Culture Matters
Like the Utah sunrise in the photo, it’s finally dawning on organizational leaders: culture matters. As the Deloitte Human Capital Trends 2016 report stated: “Top executives increasingly recognize the need for a conscious strategy to shape their corporate culture, rather than having it defined for them through Glassdoor or Facebook.”
To help organizations thrive by unleashing the talent, passion and potential of people at work, the Center for Innovative Cultures recently held its US Summer Conference 2016 in beautiful Park City, Utah.
Under the leadership of Michael Pacanowsky, the Center’s stellar and tireless team of conference logisticians (including Judy Fang, Susan Arsht, Summer Shumway and Michael Zavell) kept things rolling nonstop.
Fifty-five invited academics, thought leaders, practitioners and business leaders from across the US and beyond converged on the most recent iteration of the bi-annual event to explore key ideas—both conceptual and practical—related to high-performing organizational cultures.
The conference kicked off on August 10th with an evening get-acquainted dinner to set up a packed interactive agenda for the following two days. Michael Pacanowsky kicked things off the next morning with his presentation on the “Deep Dynamics of High-Performing Cultures”, including a review of the details of the Center’s Model of High Performing Organizational Cultures.
In the afternoon, management consultant Joe Patrnchak, author of The Engaged Enterprise: A Field Guide for the Servant-Leader, shared his compelling and powerful first-hand story of driving effective culture change while serving as Chief Human Resource Officer at the Cleveland Clinic. Mr. Patrnchak began with a simple yet profound working definition of employee engagement: a heightened emotional and intellectual connection that an employee has for his/her job, organization, manager or co-worker…that influences him/her to apply additional discretionary effort to his/her work. It made sense.
His experience showed that embracing servant leadership, paying attention to caregiver wellness and recognition, and focusing on mission, vision, values and language can pay enormous cultural dividends. Cleveland Clinic experienced significant increases in employee engagement levels and patient satisfaction as its Gallup Q12 employee engagement score rose from a mean of 3.80 in 2008 to 4.17 in 2012. When every employee is focused on superior caregiving regardless of position or role, caregiving gets better.
The final day witnessed an informative and entertaining presentation by Benyamin Lichtenstein, Ph.D., author of Generative Emergence: A New Discipline of Organizational, Entrepreneurial, and Social Innovation on “Applying Complexity Science”.

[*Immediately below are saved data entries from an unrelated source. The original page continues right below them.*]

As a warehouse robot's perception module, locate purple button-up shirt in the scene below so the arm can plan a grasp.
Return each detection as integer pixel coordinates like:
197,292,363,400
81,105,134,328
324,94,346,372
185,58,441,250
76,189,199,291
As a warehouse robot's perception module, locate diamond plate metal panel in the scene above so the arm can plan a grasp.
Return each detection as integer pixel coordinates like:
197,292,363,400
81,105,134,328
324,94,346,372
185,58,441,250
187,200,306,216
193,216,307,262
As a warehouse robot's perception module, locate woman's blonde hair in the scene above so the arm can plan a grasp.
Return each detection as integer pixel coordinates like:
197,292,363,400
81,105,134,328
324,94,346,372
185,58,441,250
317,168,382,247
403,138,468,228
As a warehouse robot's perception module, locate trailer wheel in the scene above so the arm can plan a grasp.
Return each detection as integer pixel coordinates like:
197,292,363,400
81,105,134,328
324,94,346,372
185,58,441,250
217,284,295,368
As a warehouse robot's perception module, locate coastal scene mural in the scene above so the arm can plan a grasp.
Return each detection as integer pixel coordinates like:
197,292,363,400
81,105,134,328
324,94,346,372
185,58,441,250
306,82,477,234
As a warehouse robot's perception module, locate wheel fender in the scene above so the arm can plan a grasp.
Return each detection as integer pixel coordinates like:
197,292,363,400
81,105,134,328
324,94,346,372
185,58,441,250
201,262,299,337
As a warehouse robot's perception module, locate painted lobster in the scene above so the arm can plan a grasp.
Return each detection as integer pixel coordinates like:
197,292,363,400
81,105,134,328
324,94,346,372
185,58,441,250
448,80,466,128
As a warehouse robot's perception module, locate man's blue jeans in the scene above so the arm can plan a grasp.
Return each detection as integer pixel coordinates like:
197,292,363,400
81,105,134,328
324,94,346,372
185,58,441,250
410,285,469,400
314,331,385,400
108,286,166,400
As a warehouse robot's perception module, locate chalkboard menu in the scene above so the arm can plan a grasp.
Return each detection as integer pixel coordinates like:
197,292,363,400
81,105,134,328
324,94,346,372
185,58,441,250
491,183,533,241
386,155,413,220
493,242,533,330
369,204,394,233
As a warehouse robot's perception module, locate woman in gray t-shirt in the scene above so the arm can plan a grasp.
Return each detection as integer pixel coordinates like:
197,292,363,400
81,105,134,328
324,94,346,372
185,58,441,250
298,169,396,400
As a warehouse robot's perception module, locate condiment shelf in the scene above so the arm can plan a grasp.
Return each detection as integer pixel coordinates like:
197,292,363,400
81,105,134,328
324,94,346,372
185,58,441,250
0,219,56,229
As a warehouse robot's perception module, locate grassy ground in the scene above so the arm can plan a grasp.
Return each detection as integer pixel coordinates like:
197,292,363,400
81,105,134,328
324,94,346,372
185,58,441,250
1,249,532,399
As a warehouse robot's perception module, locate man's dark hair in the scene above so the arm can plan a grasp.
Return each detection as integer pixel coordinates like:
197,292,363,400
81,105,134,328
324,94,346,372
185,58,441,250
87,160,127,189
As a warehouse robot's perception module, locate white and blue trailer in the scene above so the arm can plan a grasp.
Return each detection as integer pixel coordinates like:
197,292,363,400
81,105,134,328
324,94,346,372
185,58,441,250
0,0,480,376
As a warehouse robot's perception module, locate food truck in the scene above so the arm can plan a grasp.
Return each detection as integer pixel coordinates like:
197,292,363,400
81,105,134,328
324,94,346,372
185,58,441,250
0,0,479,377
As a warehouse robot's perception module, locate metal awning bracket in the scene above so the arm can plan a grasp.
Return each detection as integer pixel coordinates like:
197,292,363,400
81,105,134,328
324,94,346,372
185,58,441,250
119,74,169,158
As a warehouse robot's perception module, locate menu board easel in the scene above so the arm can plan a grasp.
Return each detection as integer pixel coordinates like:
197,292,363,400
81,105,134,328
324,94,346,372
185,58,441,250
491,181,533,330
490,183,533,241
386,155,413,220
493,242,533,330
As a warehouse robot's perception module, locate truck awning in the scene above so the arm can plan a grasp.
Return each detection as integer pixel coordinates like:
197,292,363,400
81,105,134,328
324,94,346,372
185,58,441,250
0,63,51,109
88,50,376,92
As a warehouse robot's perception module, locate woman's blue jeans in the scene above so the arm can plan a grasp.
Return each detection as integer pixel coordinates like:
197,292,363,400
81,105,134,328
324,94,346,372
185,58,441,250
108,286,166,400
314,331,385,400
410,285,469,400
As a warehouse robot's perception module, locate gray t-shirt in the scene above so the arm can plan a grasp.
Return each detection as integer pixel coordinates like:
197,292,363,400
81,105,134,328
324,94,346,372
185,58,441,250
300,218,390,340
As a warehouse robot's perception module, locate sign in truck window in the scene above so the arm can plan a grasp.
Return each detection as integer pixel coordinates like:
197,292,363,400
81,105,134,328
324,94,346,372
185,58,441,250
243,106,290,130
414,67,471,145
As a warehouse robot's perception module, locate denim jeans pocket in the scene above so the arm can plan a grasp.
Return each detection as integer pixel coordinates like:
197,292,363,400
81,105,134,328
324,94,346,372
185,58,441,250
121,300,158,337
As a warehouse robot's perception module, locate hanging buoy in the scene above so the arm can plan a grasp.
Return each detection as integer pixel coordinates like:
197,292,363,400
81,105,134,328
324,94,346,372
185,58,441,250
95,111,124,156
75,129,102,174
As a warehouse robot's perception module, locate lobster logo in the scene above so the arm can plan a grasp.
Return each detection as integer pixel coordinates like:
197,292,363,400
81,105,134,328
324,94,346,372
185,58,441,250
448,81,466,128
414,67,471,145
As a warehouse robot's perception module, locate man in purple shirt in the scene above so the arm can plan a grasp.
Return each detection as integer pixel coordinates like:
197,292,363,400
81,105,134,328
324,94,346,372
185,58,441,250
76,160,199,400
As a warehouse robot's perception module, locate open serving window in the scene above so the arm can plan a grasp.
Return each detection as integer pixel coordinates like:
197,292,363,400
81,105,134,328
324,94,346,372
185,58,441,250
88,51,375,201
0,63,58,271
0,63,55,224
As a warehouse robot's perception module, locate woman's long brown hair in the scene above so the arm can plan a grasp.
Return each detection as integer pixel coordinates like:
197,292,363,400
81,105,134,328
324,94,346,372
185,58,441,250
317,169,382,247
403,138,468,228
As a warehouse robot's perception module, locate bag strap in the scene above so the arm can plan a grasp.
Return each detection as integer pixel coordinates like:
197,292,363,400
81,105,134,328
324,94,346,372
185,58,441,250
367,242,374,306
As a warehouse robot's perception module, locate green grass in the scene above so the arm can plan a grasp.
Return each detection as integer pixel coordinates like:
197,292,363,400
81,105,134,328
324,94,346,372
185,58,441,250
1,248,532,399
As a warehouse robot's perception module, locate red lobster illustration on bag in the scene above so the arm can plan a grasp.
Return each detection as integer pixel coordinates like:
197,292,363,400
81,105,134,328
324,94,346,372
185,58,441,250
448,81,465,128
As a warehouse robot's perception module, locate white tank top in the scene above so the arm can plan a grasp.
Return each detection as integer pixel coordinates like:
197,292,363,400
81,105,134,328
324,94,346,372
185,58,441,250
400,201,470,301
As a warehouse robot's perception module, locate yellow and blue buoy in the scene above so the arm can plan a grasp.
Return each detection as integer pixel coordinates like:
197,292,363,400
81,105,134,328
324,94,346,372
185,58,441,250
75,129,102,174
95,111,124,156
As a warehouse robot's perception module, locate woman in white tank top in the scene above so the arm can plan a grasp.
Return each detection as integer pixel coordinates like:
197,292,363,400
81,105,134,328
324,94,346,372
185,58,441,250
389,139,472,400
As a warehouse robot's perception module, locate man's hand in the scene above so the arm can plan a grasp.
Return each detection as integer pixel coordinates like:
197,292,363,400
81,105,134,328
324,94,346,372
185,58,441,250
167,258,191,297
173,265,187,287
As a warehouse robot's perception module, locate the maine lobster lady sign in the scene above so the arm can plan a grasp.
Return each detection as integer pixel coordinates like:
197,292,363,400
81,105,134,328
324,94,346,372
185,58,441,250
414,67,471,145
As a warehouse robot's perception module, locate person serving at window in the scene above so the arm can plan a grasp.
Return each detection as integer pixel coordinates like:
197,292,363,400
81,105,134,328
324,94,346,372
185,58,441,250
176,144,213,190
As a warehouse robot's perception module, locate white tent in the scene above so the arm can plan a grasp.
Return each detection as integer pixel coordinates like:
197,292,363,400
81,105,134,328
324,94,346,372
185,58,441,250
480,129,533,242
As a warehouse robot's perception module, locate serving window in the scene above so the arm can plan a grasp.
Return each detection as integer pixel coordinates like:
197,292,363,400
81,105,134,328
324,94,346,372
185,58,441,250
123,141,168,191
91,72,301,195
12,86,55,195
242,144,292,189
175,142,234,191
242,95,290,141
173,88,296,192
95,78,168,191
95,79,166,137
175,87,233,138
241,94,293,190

From the universe of multiple nonlinear complexity sciences (including fractals, cybernetics, and complex adaptive systems, among others), Lichtenstein zeroed in on NK Landscapes, Deterministic Chaos Theory and Dissipative Structures as the focus of a mind-stretching table exercise in applying complexity science to a real-world organizational issue.
Coming up for air after the group dive into chaos theory, participants heard presentations based on white papers: the first on Transparency and High Performing Organizations, by Tom Ellison, Ph.D. JD, Jess Roadman and Vicki Whiting, Ph.D. MBA., where the authors addressed the positive relationships between transparency, adaptive culture and shared leadership; and the second on The Cultural Implications of Lean and Agile by data professional Tanya Stout, who shared the beneficial cultural impacts of adopting lean and agile practices in her team of analysts at Primary Children’s Hospital.
The Center’s website declares that “the objectives of the conference are to bring together academics, business leaders, practitioners and thought leaders …to explore issues and opportunities of developing high-performing organizational cultures, to create a deeper knowledge and understanding of the dynamics of vibrant and effective organizational cultures, and to build a foundation for future dialogue and learning about organizational culture.” Based on the depth of dialogue and the number of meaningful connections developed by and between participants, it’s a strong bet that the Center met its objectives for the US Summer Conference 2016.
With multiple events scheduled for Europe and the US over the coming year, the leaders of the Center for Innovative Cultures appear to be fully engaged in their work (both emotionally and intellectually).